Men should not cry. Gitu kata society. Bukan kata society sih. Society memberikan sangsi kepada seorang pria ketika dia terlihat menangis. Menangis bagi seorang pria adalah suatu kelemahan. Setidak-setujunya kita terhadap norma sosial yang enggak jelas asal usulnya itu aku yakin kita juga akan berpandangan sama: Cowok nangis artinya lemah.
Gak ada yang akan membantu atau mengasihani seorang pria apabila pria itu menangis. Even sesama pria sekalipun. Oleh karena itu seorang pria berusaha sekuat tenaga untuk membangun achievement supaya ada orang yang “care” kepadanya.

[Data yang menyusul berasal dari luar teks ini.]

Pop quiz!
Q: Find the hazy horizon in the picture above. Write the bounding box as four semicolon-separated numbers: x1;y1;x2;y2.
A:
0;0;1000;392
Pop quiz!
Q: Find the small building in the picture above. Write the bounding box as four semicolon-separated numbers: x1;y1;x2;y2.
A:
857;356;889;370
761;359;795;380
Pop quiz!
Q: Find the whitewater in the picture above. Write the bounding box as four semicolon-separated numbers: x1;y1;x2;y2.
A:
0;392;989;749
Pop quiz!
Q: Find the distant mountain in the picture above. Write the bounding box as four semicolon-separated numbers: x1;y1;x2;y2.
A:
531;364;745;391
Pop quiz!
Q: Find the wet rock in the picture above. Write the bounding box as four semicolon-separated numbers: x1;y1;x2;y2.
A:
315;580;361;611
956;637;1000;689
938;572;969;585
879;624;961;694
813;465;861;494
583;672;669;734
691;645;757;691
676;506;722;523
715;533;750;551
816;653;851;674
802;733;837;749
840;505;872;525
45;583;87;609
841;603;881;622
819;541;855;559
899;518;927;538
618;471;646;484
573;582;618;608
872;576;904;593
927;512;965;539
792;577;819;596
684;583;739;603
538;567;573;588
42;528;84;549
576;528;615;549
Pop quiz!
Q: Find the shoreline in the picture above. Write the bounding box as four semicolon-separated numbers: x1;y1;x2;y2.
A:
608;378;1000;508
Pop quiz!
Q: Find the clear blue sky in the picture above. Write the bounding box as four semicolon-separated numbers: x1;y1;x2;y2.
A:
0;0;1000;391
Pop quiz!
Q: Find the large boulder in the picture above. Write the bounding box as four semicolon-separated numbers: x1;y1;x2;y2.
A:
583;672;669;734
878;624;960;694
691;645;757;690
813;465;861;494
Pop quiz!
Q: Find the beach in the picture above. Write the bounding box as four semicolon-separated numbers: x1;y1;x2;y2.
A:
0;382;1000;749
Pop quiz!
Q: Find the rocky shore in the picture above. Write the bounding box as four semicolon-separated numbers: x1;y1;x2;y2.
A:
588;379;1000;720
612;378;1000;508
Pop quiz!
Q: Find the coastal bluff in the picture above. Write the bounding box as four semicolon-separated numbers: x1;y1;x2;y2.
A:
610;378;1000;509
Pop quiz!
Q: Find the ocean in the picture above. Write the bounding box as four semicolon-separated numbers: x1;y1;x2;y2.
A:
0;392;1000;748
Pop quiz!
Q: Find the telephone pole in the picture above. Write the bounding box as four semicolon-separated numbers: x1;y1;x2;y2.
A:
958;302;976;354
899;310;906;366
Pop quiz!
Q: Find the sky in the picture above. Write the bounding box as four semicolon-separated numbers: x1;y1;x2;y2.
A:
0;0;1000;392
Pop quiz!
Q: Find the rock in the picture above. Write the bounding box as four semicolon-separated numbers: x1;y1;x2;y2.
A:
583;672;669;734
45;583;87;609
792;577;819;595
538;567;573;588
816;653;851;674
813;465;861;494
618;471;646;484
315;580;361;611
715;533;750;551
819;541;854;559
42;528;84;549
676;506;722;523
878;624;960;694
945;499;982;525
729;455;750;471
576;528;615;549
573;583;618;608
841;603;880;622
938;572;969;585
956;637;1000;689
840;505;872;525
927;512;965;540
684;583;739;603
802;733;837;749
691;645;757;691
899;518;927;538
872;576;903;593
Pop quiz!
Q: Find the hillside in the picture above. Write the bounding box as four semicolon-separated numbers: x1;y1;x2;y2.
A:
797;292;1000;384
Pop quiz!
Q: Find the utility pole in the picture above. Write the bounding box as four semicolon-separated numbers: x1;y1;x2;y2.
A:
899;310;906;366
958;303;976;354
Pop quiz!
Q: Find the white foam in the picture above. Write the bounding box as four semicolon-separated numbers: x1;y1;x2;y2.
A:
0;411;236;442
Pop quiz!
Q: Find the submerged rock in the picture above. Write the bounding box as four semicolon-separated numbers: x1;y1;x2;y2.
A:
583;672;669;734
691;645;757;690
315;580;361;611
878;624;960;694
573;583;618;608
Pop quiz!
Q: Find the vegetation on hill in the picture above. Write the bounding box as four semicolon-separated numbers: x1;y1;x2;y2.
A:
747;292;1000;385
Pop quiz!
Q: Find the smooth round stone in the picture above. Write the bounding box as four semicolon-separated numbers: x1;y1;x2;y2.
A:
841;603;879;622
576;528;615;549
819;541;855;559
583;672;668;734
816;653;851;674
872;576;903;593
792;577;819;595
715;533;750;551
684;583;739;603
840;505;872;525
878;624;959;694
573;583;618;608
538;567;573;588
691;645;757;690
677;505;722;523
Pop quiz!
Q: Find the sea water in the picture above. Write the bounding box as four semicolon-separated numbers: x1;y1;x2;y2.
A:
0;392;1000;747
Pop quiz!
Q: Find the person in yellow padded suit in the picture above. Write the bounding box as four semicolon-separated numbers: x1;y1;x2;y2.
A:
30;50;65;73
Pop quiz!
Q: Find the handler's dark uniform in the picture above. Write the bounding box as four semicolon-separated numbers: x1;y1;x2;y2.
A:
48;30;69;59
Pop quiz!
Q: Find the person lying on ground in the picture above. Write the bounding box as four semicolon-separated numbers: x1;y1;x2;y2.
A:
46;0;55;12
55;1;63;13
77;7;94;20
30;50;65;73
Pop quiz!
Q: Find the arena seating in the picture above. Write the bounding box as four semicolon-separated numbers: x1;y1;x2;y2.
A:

Walaupun aku setuju dengan itu, tentu aku pernah nangis. Tapi aku berusaha untuk tidak nangis uncontrollable. Aku akan nangis ketika memang aku percaya bahwa momen ini adalah momen yang tepat untuk nangis. Momen apa yang aku ijinkan untuk diriku nangis? Aku ingat.
Hari itu september 2018. Seminggu setelah wisuda. Aku dibangunkan oleh notifikasi chat line yang lumayan rame. Aku buka chat dengan mata sedikit kantuk. “Selamat Fan”, “Selamat fan”, kira-kira gitu mayoritas chatnya. Aku lolos seleksi kerja di kantorku yang sekarang. Pada momen itu kantukku langsung hilang. Aku buka pintu kamar, sinar matahari menyorot mataku yang baru hilang kantuknya ini. Aku duduk dihalaman kos sambil menghela nafas, momen-momen 4 tahunku merantau langsung datang bertubi-tubi in that short moment of time. Aku tahu bahwa momen itu sebentar lagi tidak bisa aku dapatkan. Aku menangis.
Selama ini sesuatu yang berkaitan dengan perpisahan sih. Karena perpisahan terjadi cuma sekali, so gak masalah memberikan tangisanku ke momen itu, itu pikirku. Selain momen itu aku akan berusaha untuk tidak menangis. Kalau aku nangis, itu bagiku pertanda bahwa aku masih lemah, dan aku akan belajar dari itu. Aku tidak akan menyia-nyiakan tangisanku.
Hahaha liat dah! Gara-gara norma sosial tentang “cowok nangis” aku jadi berpandangan kayak gini. Harusnya mah nangis-nangis aja. Asal tidak merugikan orang lain, dan setelah nangis berpikir lebih clear harusnya nangis aja.